Elyssa Karanian, 22, is an Armenian-American journalist and researcher living and working in Yerevan. Karanian’s experiences in Armenia and the United States lead her to believe that the Church plays a larger role in diasporan communities (groups that have been dispersed outside of their traditional homeland) than it does in Armenia itself.

“I think the years of Soviet rule did quite a bit to diminish the Church’s role in Armenia,” Karanian said.

The face of faith
Whatever the role of faith in Armenia might be, it is impossible to deny its presence. Armenia prides itself on being the first nation to adopt Christianity as the national religion. Legend says that in the third century, St. Gregory the Illuminator refused to renounce his faith and was tortured by the Armenian King      Trdat IV. The king eventually threw Gregory into a deep pit reserved for criminals, where Gregory was expected to die. The official history of the Armenian Church says that Gregory survived in the pit for 13 years, until he healed King Trdat from a distance. The king then brought Gregory out of exile and converted the nation to Christianity in A.D 301.

Today people can visit the pit at the 17th century monastery of Khor Virap. Armenians lovingly refer to it as the “Holy Hole,” but claustrophobics beware: A chapel was built above the pit, and visitors have to enter the room through a tiny crawlspace. Above ground, the views from Khor Virap are more impressive. It sits in the shadow of Mount Ararat, and although the border with Turkey is closed to Armenians, the mountain is a national symbol and is on Armenia’s coat of arms.

“The Church seems to be embedded in our culture,” Movsisyan said. “Anywhere you travel in Armenia, you will come across the splendid testaments to this in churches, monasteries, temples and khachkars [traditional stone crosses] that are all carved with great masterfulness and endless faith.”

Khor Virap is just one example of the faith incarnate in Armenia today. Another is the 13th century Haghartsin monastic complex. It sits near the town of Dilijan in the northeast province of Tavush, where stunning views of the forested mountains prompt Armenians to refer to the region as “little Switzerland.”

In a courtyard at the monastery, women bake loaves of a doughnut-shaped sweet bread called katnahunc. A woman uses a wooden paddle to pull 60 loaves a day out of a wood-fired brick oven, while her granddaughter hides behind mountainous bowls of dough. The loaves are sold to tourists and pilgrims.

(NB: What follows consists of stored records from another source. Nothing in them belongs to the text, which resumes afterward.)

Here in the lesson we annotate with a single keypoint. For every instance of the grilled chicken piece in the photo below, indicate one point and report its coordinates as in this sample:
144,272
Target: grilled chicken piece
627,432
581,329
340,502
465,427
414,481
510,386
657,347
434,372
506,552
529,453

Behind the main chapel, a twisted 700-year-old tree specific to the region scrapes the sky with its scraggly branches.

Tapping potential
In the courtyard of the ancient little church in Yerevan, where skeletons of old Soviet buildings are surrounded by construction cranes, Mount Ararat looms in the distance, I have to believe Movsisyan is right about Armenia having much to offer.  America is enduring nothing today that Armenia hasn’t experienced, and in collaboration among students, citizens and believers we have the potential to achieve the sort of economic and political renewal that will force people to remember from whence they came.

“[Our faith] has always played a vital role in preserving our nation and our state,” Movsisyan said. “In times of foreign invasions, in times when we had no state, our religion and strong belief kept us alive and united.”